Shortly after WWII, the surviving superpowers began salivating over how to rule the entire world. The United States and Western Europe formed the First World, and developed a monetary system in which people were free to fight each other over the pursuit of happiness. The financially astute could acquire opulent wealth and the rest could just go eat dust. Although it was officially called “capitalism,” it didn’t sound too good, so they changed it to “The Free World…” even though it was quite expensive. To manifest their dream, the wettest capitalist jowls began gobbling up corporations, newspapers and politicians.
Russia and Eastern Europe formed the Second World and wanted people to struggle for the common good of their community. Those who could spout the best altruistic diatribe could become wealthy, and the rest must survive on whatever leftover scraps were dished out. Ideally, the system would have been named “Community-ism,” but the opponents changed it to “The Communist Block” to make it sound icky and ominous. To manifest their dream, the wettest communist jowls began a massive slaughter of their opponents within their countries.
Neither side had the courage, the intelligence, the honesty or the decency to seek peaceful solutions to their differences. So they isolated themselves with moronic metaphors like the “Iron Curtain,” “Godless Communists” and “Capitalist Pigs.” They produced vast amounts of heinous weapons – enough to destroy the entire planet thousands of times over – all at the expense of their respective populations, but for the financial benefit of the sniveling snots who had the audacity to call themselves “leaders.”
Most smaller nations could see through the nonsense and only wanted to be left alone. But the mega morons began relentless, elaborate scams and destructive, debilitating wars to suck them into their systems. To make their victims sound inferior, they labeled them “The Third World,” even though they comprised 70% of the planet’s population.
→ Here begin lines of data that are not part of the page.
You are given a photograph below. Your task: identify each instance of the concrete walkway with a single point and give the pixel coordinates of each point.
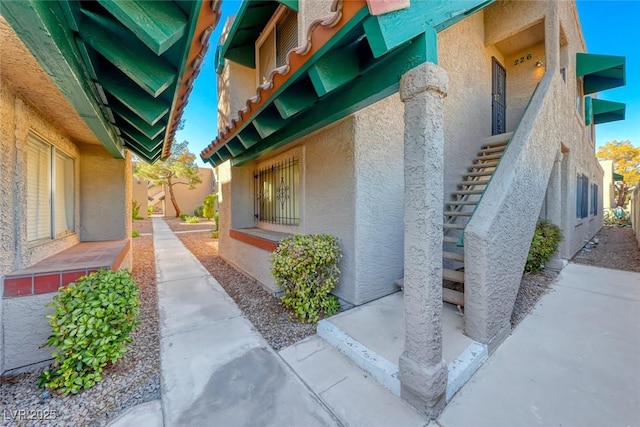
(574, 361)
(216, 369)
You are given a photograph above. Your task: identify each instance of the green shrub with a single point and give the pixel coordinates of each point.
(135, 209)
(545, 242)
(209, 209)
(617, 217)
(91, 324)
(306, 267)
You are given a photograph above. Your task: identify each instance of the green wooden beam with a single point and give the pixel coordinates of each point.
(335, 69)
(158, 24)
(127, 53)
(388, 31)
(43, 28)
(374, 84)
(296, 98)
(291, 4)
(249, 136)
(151, 110)
(151, 132)
(268, 122)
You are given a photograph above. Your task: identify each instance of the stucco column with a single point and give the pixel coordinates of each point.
(423, 372)
(554, 206)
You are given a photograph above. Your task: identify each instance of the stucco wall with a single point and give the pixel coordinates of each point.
(105, 185)
(379, 207)
(26, 329)
(188, 200)
(467, 111)
(140, 194)
(608, 190)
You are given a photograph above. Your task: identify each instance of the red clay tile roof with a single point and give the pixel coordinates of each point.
(319, 32)
(207, 21)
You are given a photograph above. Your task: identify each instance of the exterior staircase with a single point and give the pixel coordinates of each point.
(458, 211)
(460, 208)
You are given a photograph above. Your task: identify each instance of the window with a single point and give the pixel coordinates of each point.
(594, 199)
(278, 38)
(277, 193)
(582, 199)
(50, 191)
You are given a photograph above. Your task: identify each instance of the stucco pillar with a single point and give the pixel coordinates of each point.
(423, 372)
(554, 207)
(552, 36)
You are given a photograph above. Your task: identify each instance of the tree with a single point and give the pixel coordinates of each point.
(180, 165)
(626, 158)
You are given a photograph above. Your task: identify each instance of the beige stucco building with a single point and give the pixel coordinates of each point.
(442, 173)
(72, 109)
(157, 196)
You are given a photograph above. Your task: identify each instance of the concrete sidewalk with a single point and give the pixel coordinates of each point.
(216, 369)
(574, 361)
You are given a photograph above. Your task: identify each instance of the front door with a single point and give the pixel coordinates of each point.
(499, 100)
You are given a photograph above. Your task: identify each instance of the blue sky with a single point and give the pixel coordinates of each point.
(610, 27)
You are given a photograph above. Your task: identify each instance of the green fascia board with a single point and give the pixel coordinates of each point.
(195, 6)
(388, 31)
(150, 109)
(291, 4)
(600, 72)
(158, 24)
(152, 73)
(375, 83)
(251, 19)
(43, 28)
(151, 132)
(607, 111)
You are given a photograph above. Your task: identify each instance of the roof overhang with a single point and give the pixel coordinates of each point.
(600, 72)
(350, 60)
(127, 67)
(250, 21)
(598, 111)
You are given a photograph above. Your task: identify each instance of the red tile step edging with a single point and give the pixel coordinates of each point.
(65, 267)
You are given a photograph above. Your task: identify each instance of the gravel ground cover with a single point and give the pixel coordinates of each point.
(134, 379)
(176, 224)
(143, 226)
(617, 248)
(263, 309)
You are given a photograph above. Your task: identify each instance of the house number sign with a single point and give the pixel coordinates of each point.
(522, 59)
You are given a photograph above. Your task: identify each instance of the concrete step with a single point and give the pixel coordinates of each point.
(454, 213)
(497, 140)
(472, 183)
(450, 239)
(453, 275)
(453, 297)
(453, 256)
(499, 149)
(462, 202)
(481, 173)
(484, 165)
(490, 157)
(468, 192)
(351, 394)
(453, 226)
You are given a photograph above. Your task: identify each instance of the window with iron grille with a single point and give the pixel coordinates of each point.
(277, 193)
(594, 199)
(582, 196)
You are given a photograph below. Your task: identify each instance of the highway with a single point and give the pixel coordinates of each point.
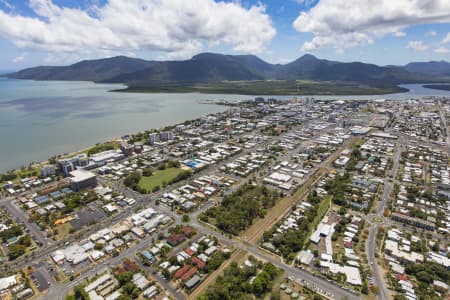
(371, 245)
(58, 290)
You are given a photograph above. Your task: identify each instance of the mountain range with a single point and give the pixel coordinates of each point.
(212, 68)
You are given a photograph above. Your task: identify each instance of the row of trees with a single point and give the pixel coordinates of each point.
(238, 210)
(235, 283)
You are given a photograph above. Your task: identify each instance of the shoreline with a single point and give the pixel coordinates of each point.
(85, 149)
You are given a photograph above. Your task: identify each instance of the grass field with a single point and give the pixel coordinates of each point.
(158, 178)
(323, 208)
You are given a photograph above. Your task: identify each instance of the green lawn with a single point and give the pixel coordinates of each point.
(323, 208)
(158, 177)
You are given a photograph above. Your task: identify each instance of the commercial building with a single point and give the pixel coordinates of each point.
(413, 221)
(82, 179)
(47, 170)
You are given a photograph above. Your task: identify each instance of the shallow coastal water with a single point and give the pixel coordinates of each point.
(39, 119)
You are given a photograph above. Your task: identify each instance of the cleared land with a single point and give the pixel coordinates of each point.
(323, 208)
(158, 178)
(270, 87)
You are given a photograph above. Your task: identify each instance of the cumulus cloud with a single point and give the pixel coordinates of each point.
(446, 40)
(172, 26)
(399, 34)
(347, 23)
(20, 58)
(417, 46)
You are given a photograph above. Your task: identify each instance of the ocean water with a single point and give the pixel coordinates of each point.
(39, 119)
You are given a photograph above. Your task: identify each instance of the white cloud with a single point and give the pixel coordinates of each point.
(7, 5)
(417, 46)
(20, 58)
(347, 23)
(442, 50)
(173, 26)
(399, 34)
(446, 40)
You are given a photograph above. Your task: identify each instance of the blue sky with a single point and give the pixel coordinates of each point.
(60, 32)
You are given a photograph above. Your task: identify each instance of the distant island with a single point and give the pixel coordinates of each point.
(443, 87)
(244, 74)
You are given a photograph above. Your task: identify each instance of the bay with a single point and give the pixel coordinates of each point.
(39, 119)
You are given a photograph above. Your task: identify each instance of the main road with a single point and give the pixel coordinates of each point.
(371, 245)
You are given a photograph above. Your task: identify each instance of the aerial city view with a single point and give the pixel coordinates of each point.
(222, 149)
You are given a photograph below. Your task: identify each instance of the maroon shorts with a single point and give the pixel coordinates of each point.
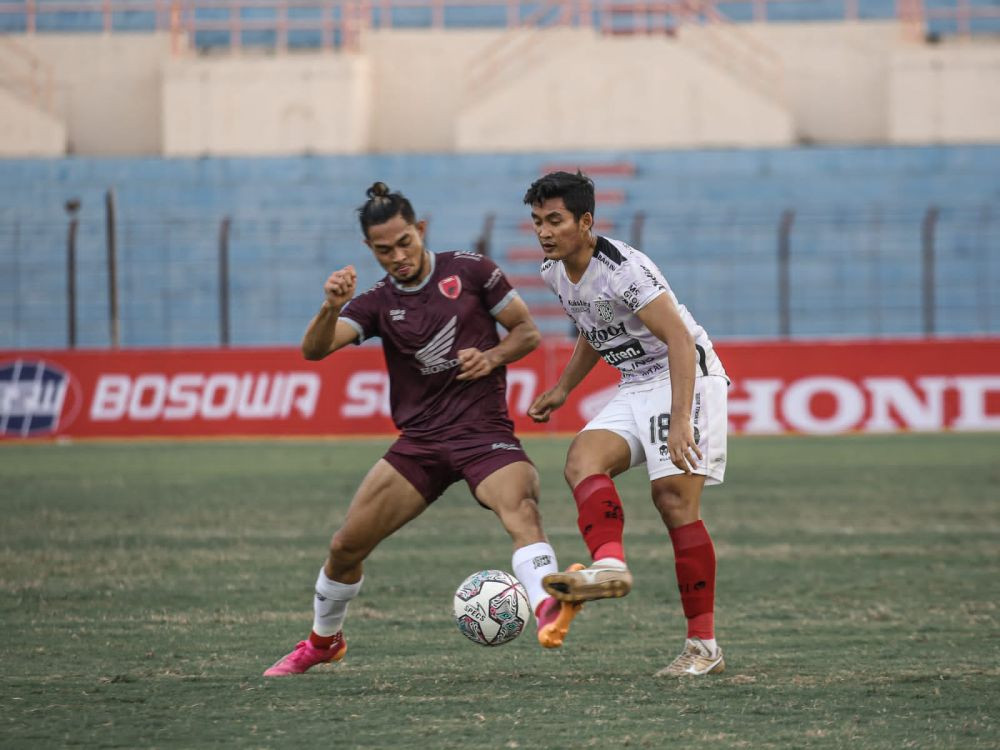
(434, 465)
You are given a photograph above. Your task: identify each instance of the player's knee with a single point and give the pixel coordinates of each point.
(521, 518)
(345, 552)
(578, 467)
(675, 507)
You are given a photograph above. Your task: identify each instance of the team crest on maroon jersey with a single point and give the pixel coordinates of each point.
(605, 310)
(450, 287)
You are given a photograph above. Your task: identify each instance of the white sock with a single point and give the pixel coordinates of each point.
(531, 564)
(330, 603)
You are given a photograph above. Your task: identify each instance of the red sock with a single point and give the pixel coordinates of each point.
(694, 561)
(600, 517)
(322, 641)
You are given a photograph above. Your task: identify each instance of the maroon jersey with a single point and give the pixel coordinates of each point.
(422, 330)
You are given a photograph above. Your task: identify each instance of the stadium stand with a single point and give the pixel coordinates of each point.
(309, 24)
(856, 240)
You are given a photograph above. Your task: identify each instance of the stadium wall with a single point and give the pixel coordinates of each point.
(848, 83)
(27, 130)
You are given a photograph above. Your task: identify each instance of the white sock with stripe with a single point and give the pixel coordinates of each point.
(531, 564)
(330, 603)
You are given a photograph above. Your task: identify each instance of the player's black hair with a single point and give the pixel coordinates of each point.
(576, 190)
(382, 205)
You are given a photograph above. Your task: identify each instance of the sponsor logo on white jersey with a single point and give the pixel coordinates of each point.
(605, 310)
(434, 356)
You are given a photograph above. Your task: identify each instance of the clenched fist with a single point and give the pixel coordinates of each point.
(339, 287)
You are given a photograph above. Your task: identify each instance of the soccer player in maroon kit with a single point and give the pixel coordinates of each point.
(436, 314)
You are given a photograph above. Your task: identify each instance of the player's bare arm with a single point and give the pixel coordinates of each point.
(326, 333)
(663, 320)
(581, 362)
(522, 338)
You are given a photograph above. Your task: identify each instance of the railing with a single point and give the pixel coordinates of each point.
(336, 24)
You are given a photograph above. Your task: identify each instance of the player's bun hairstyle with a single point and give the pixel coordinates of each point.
(382, 205)
(576, 190)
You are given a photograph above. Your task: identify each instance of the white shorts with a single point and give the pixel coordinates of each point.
(641, 415)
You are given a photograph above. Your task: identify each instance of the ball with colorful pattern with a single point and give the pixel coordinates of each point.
(491, 608)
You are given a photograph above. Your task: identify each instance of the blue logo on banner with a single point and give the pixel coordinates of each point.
(32, 395)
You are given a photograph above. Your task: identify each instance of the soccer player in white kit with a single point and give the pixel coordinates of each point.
(669, 412)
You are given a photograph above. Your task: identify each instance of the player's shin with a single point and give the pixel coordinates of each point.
(530, 564)
(330, 608)
(694, 561)
(601, 518)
The spitting and snarling between communist and capitalist lasted for several decades. But finally, a communist demagogue with a funny red mark on his forehead told a capitalist demagogue with Alzheimer’s disease, “I’m gonna fix your ass! I’m gonna give up! You’ll no longer be able to screw your people by pretending to defend them from me.”
The capitalist with Alzheimer’s responded by going on worldwide TV and telling the communist to “tear down the wall,” a ritual the communist had already planned. The argument over who actually ended the cold war remains as spitty and snarly as the conflict itself.
Today, the first and second worlds have joined together to form a globalized market to take over the entire planet by lying to everyone about everything. “Buy this and you’ll be fine,” rants the 30%, then goes on to feverishly gobble up 90% or the world’s resources. The remaining 70% must eke out a meager living from whatever slim pickings are left. But what the mega marketing morons don’t understand is that minimizing consumption can be every bit as enjoyable as maximizing… if not more. So how do the majority of the poor people in The Third World manage to survive against these odds? Simple. By loving life instead of stuff.